Old hands with chatbots like KLM’s BlueBot and Lufthansa’s Elisa continue to add new features to their bots to make them more useful and cover wider parts of the business. Adding COVID information was an easy win for any airline, and could have saved service calls in the 100,000s per airline by providing the basic facts and links as a scared flying community and public came to terms with the crisis.
Now, the onus is on providing updates for the latest restrictions on entry to particular countries, quarantine rules, new flying advice such as mandatory facemasks, and to deal with concerns about overcrowding or hygiene perceptions.
Yet, there are still some gaps that few aviation chatbots cover. Where are the customer options to:
- Use the bot to book a time for a call from a real agent?
- Get a refund within the bot, totally automating the process?
- Few bots yet offer journey management, helping beyond the initial booking
- How many bots take each interaction as a business opportunity?
- When will bots/apps be able to make inflight-purchases or call the attendant?
These and other areas are features that bots could and should be using, and will be top topics of investigation once the airline business returns to normal. Adding customer value, ensuring they are happy and understand the benefits on offer will be vital parts of the process, beyond the app or bot developer, requiring joined-up marketing across the company. SnatchBot provides the perfect platform for implementing these features, with our (proprietorial) natural language processing models (NLP) that can provide near human accuracy in understanding the needs of airline customers.
The more a bot can provide, the more time live agents have to deal with serious queries and the rise in claims for refunds and so on. Certainly, there will be major changes in flying across the rest of the year, with some expensive fleet retirements, like Air France putting its fleet of modern Airbus A380s to bed, changes to routes and times.
But, in some form or other, the airline industry will be back, and many operators will have seen the advantages of chatbots and AI services that helped others out, further driving adoption and expansion.

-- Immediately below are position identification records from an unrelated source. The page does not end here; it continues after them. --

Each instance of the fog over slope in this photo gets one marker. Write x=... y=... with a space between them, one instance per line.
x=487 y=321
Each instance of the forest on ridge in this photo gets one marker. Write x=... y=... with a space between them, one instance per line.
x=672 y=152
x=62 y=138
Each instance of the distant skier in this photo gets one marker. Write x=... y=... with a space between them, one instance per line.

Tying Bots, Data and AI Together
Those that launched a bot but let it linger should take a fresh interest, and many will looking to bolster their data-based approach to customer service when the inevitable investor questions stating being asked. Data is the key to improving service, with bots acting as a gathering point and AI performing the analytics.
Beyond COVID, airlines and partners will look to use what data they have, consider what they can add via bots, and figure out how to build a better service around it, creating a door-to-cabin-to-door journey that is safe and efficient, no matter what the changing situation is between those points.

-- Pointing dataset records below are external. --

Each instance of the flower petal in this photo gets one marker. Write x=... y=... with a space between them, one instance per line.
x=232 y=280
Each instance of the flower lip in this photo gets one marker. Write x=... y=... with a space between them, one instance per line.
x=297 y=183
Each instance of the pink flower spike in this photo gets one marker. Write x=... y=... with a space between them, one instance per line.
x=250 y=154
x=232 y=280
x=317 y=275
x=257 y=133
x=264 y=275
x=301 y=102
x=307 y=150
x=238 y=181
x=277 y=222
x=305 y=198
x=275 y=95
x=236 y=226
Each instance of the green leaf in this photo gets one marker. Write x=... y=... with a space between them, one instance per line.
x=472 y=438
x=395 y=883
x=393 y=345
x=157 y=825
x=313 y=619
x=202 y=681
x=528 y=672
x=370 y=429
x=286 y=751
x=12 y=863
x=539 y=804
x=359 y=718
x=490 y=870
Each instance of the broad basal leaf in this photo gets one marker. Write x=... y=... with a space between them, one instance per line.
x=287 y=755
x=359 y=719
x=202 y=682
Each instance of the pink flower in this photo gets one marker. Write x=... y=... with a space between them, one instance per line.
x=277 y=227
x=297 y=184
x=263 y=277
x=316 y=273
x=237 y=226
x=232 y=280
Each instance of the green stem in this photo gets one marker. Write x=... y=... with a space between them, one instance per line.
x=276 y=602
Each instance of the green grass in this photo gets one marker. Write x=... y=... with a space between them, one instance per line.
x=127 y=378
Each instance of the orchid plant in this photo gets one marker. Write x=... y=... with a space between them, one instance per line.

Implementing apps or services fast is essential to improve the service, to link parts of the chain together so passengers don’t get rafts of duplicate or conflicting information. Airline bots should also follow them across devices or platforms, with smart bots able to recall previous conversations to shorten the chat time and reduce friction.
Airlines will also need to pump up their bots with compassion and extra resources to deal with what can be highly emotive issues, from those stuck at airports or those who simply need a refund.